One of the report’s authors attributed higher real estate prices throughout the Nordics in part to an increase in people working from home during the COVID-19 pandemic. For example, prices increased in rural areas as people moved out of urban areas over the course of the pandemic.
Finland stands out as one Nordic country where the price increase was more modest and where the housing market is most stable.
Financial blow different for certain demographics
Overall, the report found, Nordic economies have fared well with the upheaval presented by the global coronavirus pandemic. For example, fewer bankruptcies were declared in Iceland in 2020 than the annual average from 2014 to 2019.
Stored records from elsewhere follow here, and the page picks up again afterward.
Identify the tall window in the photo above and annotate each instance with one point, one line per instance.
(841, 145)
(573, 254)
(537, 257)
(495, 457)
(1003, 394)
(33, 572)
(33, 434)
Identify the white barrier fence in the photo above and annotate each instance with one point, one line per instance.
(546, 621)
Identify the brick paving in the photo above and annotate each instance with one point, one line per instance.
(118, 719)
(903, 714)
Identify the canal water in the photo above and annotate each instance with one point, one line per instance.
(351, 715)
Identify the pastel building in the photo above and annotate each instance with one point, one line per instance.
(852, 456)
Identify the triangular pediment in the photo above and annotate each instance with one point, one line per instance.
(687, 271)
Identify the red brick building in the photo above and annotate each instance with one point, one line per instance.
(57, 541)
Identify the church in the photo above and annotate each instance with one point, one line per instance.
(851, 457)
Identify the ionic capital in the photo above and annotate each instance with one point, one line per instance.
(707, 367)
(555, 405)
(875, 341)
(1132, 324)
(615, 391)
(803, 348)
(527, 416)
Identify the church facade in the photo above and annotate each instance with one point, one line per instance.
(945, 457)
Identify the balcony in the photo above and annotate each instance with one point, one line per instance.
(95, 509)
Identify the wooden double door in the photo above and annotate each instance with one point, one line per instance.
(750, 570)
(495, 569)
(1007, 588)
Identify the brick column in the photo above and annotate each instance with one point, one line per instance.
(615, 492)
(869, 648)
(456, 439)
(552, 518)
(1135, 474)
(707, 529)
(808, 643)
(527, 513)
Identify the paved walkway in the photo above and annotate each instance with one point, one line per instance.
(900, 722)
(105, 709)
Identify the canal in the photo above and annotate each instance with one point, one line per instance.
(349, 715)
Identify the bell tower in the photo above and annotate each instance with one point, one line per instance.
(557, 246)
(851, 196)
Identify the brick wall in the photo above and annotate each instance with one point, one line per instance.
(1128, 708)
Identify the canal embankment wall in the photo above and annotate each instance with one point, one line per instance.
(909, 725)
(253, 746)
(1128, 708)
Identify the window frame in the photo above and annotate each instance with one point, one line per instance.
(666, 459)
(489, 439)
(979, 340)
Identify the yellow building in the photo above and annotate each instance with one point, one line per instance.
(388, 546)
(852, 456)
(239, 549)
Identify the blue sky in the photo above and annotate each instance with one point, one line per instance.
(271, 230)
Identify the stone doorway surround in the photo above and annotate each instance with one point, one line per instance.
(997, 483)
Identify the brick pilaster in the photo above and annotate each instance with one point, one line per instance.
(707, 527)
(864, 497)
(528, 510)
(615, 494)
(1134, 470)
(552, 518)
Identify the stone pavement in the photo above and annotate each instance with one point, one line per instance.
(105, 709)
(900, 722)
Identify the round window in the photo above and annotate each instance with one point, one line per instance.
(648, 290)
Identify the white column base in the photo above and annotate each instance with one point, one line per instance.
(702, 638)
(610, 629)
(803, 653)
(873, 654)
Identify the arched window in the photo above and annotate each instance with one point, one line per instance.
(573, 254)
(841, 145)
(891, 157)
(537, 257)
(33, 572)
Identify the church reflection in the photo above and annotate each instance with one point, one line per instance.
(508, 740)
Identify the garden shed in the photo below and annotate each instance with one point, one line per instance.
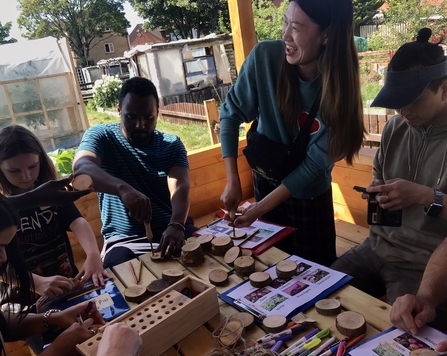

However, the blow of the pandemic was not felt equally across all demographics of society. The past two years have seen the wealth gap increase between various social groups in all Nordic countries. In particular, the pandemic has most negatively affected the health and finances of the elderly, young people and immigrants.
Government benefits made a difference
“Economic mitigation measures seem to have yielded fairly good results in Iceland, where tourism is a large industry and was greatly affected by the pandemic,” said Gustaf Norlén, one of the editors of the State of the Nordic Region report. “We can see that the government’s support measures for companies and employees have contributed to fewer bankruptcies and a much faster recovery than after the financial crisis of 2008.”